Why Are Eight Bits Enough for Deep Neural Networks?

taliesinb · on Sept 19, 2015

I had wondered this myself -- it seems reasonable to see limiting the precision of activation as a form of regularization, as the author alludes to.

For me, the place we'll eventually end up is obviously custom deep learning / evaluation chips that perform analogue operations using transistors in their linear regime (like how op-amps work). These chips would be programmed merely to express the tensor operation graph, essentially analogue tensor FPGAs.

This should bring multiple order-of-magnitude reductions in power consumption and increases in evaluation speed. And when you don't have a clock there might also be interesting ways of dealing with time in which you don't discretize and unroll, like one currently does with GRUs or LSTMs.

darkmighty · on Sept 19, 2015

I agree that this kind of naive analog computing sounds very attractive with those simple linear operations (linear networks have been exhaustively studied, as you noted you essentially need only resistors and amplifiers). But it's not entirely obvious to me they ought to be better than digital electronics for comparable precision (considering their noise) and power consumption. I think you may get into trouble in the small current regime due to quantum mechanics: while you can do digital electronics with only a few electrons, you may need a large number to be able to maintain good linearity. An then there's the fact you can deal with exponentially larger numbers with roughly linearly (or polynomial) increasing memory, while if you use analog circuits you have to pay a quadratic cost on the exponential, so ~n^k vs ~exp(2n) power consumption doesn't look good from this pov. But who knows, as the article points out the nonlinearities of the network may miraculously make it work even with very poor linearity and poor precision. It remains to be tested.

p1esk · on Sept 20, 2015

you can deal with exponentially larger numbers with roughly linearly (or polynomial) increasing memory, while if you use analog circuits you have to pay a quadratic cost on the exponential

This does not make sense to me. Can you explain?

I think there might be misunderstanding of how analog computing is used to build a neural network. First, a weight is stored as some analog physical property, typically as charge on a floating gate, or on a capacitor in a DRAM type cell. Second, the multiplication operation is performed by modulating the analog input signal going through the floating gate transistor by the charge on the floating gate (weight). Third, the summation is done via simple summation of the currents. Finally, activation function is performed by an opamp.

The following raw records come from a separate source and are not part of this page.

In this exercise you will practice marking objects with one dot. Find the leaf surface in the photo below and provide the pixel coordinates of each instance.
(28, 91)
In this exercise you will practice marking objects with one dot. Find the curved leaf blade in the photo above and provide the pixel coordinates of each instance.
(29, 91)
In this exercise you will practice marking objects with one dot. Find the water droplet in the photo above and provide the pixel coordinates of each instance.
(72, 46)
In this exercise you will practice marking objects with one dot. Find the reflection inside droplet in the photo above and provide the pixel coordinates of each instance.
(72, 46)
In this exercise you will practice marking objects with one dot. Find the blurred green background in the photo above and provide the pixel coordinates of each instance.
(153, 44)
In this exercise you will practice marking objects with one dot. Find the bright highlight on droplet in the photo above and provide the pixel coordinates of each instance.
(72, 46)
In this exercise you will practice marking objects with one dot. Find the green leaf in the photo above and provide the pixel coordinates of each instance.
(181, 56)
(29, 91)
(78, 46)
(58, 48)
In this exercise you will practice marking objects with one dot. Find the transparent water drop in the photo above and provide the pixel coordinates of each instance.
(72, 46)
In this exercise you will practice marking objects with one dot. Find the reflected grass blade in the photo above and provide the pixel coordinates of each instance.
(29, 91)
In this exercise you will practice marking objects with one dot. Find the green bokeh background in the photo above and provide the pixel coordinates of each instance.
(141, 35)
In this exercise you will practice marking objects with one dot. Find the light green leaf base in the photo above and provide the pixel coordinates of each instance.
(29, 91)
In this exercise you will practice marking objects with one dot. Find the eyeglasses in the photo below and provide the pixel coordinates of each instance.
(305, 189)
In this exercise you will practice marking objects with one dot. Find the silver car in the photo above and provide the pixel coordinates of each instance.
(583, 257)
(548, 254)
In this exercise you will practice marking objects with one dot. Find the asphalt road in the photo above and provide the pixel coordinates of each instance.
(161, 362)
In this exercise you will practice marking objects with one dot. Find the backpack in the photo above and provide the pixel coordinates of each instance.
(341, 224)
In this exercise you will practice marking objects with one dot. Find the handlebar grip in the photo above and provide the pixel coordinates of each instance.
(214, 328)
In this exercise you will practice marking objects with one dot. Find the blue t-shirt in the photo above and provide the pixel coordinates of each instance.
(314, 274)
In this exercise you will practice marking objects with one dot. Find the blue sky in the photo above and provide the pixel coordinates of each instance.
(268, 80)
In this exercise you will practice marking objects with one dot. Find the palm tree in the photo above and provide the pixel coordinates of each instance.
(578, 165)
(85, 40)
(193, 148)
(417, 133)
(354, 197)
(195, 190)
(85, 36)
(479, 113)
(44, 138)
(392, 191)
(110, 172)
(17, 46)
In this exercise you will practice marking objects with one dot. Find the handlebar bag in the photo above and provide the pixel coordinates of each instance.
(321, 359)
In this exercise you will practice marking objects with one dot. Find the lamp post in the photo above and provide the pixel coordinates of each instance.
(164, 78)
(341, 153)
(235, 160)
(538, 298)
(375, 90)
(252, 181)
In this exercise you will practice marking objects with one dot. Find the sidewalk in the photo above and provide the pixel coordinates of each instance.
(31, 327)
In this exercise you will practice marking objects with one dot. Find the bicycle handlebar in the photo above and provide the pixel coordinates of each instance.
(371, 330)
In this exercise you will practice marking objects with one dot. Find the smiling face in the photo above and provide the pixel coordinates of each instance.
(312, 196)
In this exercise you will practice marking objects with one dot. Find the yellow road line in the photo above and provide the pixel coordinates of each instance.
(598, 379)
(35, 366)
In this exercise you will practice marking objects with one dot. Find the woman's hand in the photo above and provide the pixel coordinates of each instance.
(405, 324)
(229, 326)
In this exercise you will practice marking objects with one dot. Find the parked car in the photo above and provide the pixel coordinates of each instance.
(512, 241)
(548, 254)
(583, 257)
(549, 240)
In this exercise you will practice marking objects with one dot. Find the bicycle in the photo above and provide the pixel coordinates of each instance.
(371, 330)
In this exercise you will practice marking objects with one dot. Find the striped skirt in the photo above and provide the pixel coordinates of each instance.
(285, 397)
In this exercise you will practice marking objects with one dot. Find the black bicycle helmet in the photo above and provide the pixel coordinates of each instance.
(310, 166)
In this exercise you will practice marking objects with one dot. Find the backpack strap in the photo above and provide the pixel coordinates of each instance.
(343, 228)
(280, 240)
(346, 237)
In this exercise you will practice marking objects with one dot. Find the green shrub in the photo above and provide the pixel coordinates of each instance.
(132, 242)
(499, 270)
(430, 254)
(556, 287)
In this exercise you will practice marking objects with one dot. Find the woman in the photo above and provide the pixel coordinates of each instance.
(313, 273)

Regarding power consumption: 1. A digital computer needs a thousand of transistors to perform multiplication, analog circuit can do it with a single one. 2. Analog NN stores parameters (weights) locally, right where they are needed to perform computation. Digital NN will need lots of memory transfers to bring weights from RAM to ALU, and to store intermediate results.

That's why a properly implemented analog NN will always consume much less power.

taliesinb · on Sept 20, 2015

> 1. A digital computer needs a thousand of transistors to perform multiplication, analog circuit can do it with a single one.

That's interesting. What would the circuit be?

> Digital NN will need lots of memory transfers to bring weights from RAM to ALU, and to store intermediate results.

That's not necessarily the case. Cellular neural networks were proposed long ago, for example, and they're digital -- how multiplication happens is independent from the data flow architecture.

> That's why a properly implemented analog NN will always consume much less power.

How do you know that the I^2 cost of operating in the linear regime isn't excessive? I'm totally ignorant on the matter -- I'd love to see a ballpark calculation to understand why it isn't important.

p1esk · on Sept 20, 2015

As I described above: "the multiplication operation is performed by modulating the analog input signal going through the floating gate transistor by the charge on the floating gate (weight)." The circuit is the single transistor in this case.

Cellular neural networks were proposed long ago, for example, and they're digital

What is so inherently digital about cellular networks? Can you provide a link to an implementation of a cellular net in digital hardware? How the weights are stored? Where the multiplication happens?

taliesinb · on Sept 20, 2015

> This does not make sense to me. Can you explain?

I understood the reasoning to be that to increase the range of accurately representable values in a circuit, you either need to increase the voltage or current used in an analog circuit (to achieve a certain accuracy versus a noise baseline), or devote more bits in a digital circuit. The first gives a linear dependence (or quadratic for I^2 losses) of power on range, the second logarithmic.

p1esk · on Sept 20, 2015

Ah I see. Well, remember, with analog circuits, we are talking about subthreshold currents. This current is orders of magnitude less than the current in a digital circuit (nA vs uA). Correspondingly, the power consumption will be negligible in comparison, even if you expand the current range. And that is only a fraction of the total power consumption. Adding more bits in a digital circuit linearly increases total power, dominated by interconnect capacitance.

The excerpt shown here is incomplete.